The Gallery houses extensive collections of art including American, Italian, British, Flemish, French, Dutch, and Spanish artists from the 16th century to the present. Extensive collections in the West Wing feature the great European masters from medieval times through the 19th century such as Monet, Vermeer, Van Gogh, and da Vinci, as well as a few American artists from the pre-20th century. The East Wing houses more contemporary art in works by Matisse, Picasso, Pollock, Warhol, and Calder. The Gallery also features collections of French and Italian furniture, ceramics, Brussels tapestries, and tin-glazed earthenware, or maiolica. In addition, there are religious vessels from the medieval period such as the onyx chalice used by Abbott Suger in the 12th century, and over 2,000 objects and gifts from the Widener family including Chinese porcelains from the Qing dynasty.

Six rooms of artwork by Claude Lorrain, the French landscape painter of the 17th century, are on display through August 2007. These 80 paintings and etchings feature separate themes including nature, the countryside, shipwrecks, and biblical and mythological subjects. Rembrandt’s famous painting of his son Titus will be on display in the West Wing through September of this year. The Gallery is also exhibiting panoramas depicting mythological journeys to distant places, and a collection of 100 paintings representing 85 famous international artists from the 16th — 20th century.

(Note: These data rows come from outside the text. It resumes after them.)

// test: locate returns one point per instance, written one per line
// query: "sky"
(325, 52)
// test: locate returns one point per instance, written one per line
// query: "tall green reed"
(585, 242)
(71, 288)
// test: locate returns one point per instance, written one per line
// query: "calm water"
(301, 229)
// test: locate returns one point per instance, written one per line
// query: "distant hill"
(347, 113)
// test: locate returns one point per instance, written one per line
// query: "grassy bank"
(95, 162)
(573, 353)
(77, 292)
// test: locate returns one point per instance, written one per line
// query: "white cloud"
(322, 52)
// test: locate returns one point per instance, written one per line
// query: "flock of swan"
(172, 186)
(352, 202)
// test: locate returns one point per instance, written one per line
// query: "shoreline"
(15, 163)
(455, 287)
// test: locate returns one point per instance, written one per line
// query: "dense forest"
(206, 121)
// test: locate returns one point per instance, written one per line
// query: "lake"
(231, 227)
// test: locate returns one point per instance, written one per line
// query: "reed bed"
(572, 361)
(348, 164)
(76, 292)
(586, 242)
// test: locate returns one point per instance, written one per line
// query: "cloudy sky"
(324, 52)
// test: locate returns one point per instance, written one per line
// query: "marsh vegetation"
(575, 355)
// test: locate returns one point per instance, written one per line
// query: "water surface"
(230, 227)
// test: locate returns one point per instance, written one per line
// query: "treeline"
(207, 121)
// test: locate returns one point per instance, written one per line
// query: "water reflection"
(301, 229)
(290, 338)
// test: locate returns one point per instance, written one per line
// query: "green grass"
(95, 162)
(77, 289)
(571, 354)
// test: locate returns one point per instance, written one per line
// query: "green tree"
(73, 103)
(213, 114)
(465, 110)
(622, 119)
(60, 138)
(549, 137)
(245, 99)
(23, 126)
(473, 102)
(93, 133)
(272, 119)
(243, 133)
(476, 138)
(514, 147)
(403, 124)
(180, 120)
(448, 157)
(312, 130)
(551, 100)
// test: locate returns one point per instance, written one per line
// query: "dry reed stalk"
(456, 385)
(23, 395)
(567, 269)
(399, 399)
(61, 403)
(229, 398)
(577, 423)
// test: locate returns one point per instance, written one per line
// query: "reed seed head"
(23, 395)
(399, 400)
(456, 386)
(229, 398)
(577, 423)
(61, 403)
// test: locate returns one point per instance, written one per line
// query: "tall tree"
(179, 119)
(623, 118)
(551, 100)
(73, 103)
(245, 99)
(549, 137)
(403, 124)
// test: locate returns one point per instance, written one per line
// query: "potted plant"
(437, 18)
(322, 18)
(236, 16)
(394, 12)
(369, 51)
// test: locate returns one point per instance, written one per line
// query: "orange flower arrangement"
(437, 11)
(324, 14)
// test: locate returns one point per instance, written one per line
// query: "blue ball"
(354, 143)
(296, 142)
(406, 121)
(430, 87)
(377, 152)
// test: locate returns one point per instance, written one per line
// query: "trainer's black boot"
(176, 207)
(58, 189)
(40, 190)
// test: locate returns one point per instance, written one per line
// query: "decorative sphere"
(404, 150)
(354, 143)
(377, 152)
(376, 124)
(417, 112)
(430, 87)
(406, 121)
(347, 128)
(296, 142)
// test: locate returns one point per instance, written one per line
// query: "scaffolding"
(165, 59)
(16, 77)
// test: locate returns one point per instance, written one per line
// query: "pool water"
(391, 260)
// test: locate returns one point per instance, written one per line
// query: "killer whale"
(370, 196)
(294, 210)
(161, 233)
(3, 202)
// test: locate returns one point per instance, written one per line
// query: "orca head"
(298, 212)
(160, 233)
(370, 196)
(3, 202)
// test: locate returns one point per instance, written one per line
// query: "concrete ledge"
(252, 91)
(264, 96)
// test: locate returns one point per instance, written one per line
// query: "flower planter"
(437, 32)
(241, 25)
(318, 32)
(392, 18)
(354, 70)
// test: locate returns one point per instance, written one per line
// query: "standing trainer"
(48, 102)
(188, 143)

The Collections Committee of the Gallery recently acquired Alfred Jensen’s Twelve Events in a Dual Universe, and Robert Morris’ Untitled felt wall hanging. Visitors can view photographs and etchings by Scully, a panorama exhibit by Sam Taylor-Wood, and silver prints from Ana Mendietta’s silhouette series of carvings. A special attraction, now on display at the Gallery, is the restored terracotta bust of Lorenzo de’ Medici by an Italian renaissance artist. In 2007, the East Wing of the Gallery will feature 40 paintings by Eugene Boudin, and 63 works in lead, lithography, etchings, and screen prints created by Jasper Johns from 1960 – 1982. The artist has focused on six very ordinary things: Ale Cans, Paint Brushes, Flag, Light Bulb, Flashlight, and 0 through 9.

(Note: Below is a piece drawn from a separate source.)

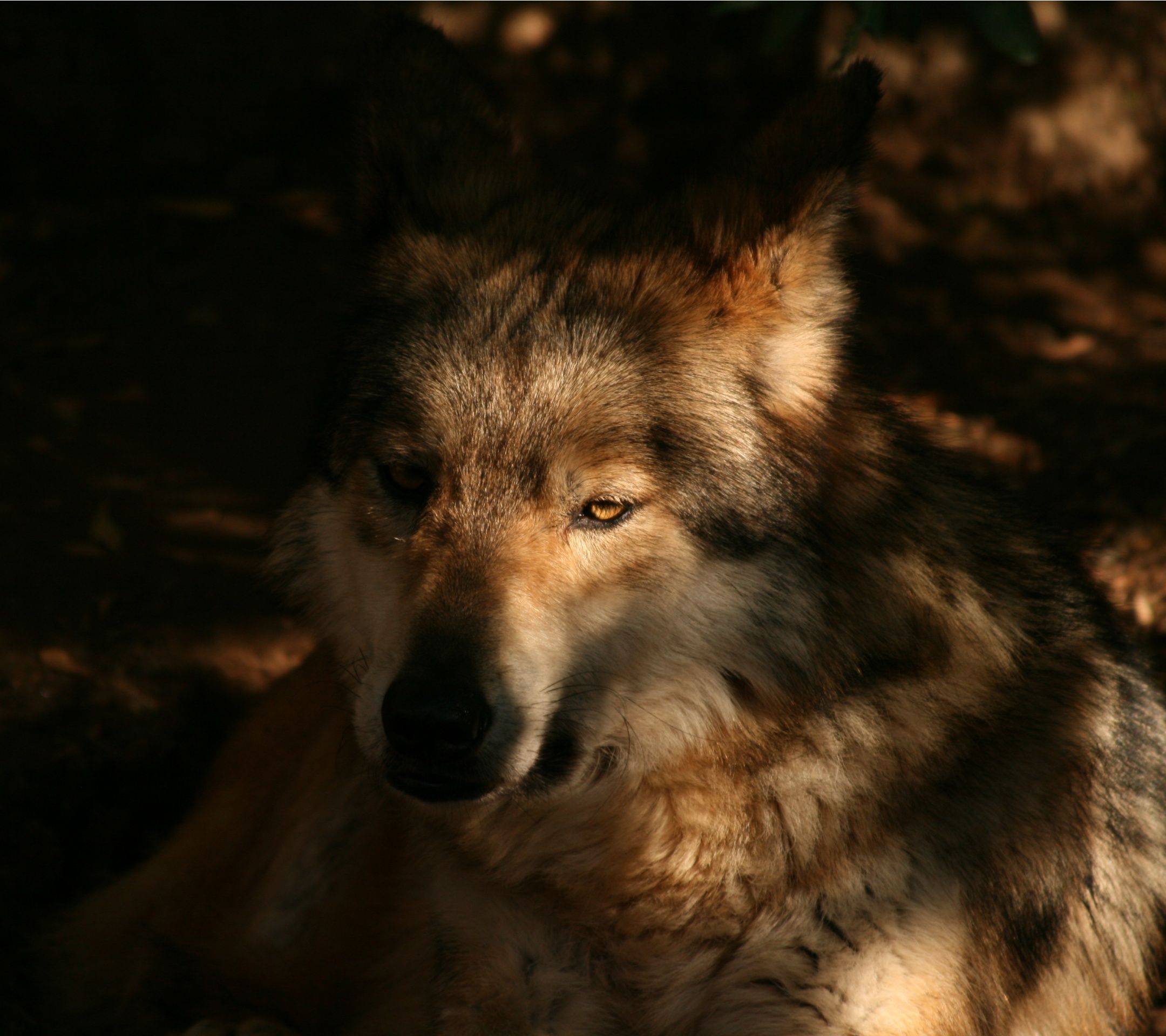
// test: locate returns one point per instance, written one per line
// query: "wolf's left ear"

Visitors may enjoy the six-acre Sculpture Garden, across 7th Street, west of the West Wing, which is easily accessible through six separate entrances. Enclosed by a metal fence, the Garden has a central fountain that becomes an ice rink in the winter, beautifully landscaped grounds, marble benches, and numerous sculptures including ones by Joan Miro, Hector Guimard, Mark di Suvero, Sol LeWitt, Alexander Calder, and Louise Bourgeois

The Gallery is an affiliate, not an actual part of the Smithsonian Institute, and although the Federal Government appropriates funds for its operation and maintenance, the collections and special events are privately donated. Tours, interpretive lectures and programs in several different languages, and children’s films are offered to visitors several times a day. Chamber music, piano, vocalist, and other musical concerts are sponsored at the Gallery each year. Jazz in the Garden is a popular summer evening event every Friday from 5:00 p.m. to 8:30 p.m. These free concerts are held outdoors through August in front of the Pavilion Café, next to the reflecting pool and fountain.

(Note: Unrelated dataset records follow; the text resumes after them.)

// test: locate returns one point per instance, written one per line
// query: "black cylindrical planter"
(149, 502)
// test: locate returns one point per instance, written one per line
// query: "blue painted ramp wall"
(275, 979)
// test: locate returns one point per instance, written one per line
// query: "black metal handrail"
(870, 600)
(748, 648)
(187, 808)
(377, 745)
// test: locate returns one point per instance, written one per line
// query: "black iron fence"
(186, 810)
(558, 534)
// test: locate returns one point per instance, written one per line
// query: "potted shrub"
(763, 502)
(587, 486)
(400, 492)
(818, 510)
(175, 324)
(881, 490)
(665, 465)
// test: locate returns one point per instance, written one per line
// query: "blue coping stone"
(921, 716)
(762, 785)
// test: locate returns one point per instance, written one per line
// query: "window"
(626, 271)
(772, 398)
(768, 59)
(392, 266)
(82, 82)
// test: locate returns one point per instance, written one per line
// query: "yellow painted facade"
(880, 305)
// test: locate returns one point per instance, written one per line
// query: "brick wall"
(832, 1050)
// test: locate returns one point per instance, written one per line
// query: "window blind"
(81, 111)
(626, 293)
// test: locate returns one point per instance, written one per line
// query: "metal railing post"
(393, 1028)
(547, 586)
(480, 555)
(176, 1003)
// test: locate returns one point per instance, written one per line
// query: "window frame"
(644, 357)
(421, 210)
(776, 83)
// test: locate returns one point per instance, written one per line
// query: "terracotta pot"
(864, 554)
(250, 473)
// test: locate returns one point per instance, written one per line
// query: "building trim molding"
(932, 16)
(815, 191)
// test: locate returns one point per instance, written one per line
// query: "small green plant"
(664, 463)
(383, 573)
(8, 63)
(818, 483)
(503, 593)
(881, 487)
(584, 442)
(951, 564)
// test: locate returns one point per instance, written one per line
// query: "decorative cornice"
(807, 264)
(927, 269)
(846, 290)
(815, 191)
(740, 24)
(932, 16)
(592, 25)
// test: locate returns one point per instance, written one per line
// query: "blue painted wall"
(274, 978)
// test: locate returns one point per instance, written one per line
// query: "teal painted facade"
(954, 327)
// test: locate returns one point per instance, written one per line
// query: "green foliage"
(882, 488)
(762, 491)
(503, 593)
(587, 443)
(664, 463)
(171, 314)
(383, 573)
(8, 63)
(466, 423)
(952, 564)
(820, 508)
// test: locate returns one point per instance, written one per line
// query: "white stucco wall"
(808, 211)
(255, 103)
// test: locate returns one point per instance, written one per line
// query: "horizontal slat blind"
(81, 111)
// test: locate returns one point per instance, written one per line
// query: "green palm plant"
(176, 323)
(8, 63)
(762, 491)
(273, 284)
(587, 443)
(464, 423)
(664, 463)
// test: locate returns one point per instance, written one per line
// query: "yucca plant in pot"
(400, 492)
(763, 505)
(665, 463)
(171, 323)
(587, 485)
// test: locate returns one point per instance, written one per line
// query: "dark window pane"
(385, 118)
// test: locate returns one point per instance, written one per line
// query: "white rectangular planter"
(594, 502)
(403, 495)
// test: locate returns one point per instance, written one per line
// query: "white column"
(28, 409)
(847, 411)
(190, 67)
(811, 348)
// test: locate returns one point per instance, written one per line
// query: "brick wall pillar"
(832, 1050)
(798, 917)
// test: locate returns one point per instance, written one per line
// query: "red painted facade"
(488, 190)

Gallery Hours: Monday through Saturday, 10:00 a.m. to 5:00 p.m.; Sunday, 11:00 a.m. to 6:00 p.m. Closed Christmas and New Years Day. Ph: 202-737-4215
Admission is free.
Sculpture Garden: Monday — Thursday, Saturday, 10:00 a.m. to 7:00 p.m.; Friday, 10:00 a.m. to 9:30 p.m.; Sunday, 11:00 a.m. to 7:00 p.m.
Dining: East Building — Cascade Café, Espresso & Gelato Bar; West Building — Garden Café; Sculpture Garden — Pavilion Café.
Bookstore, gift shop, and children’s shop on premises.
Handicap accessible. Online exhibits at the National Gallery website.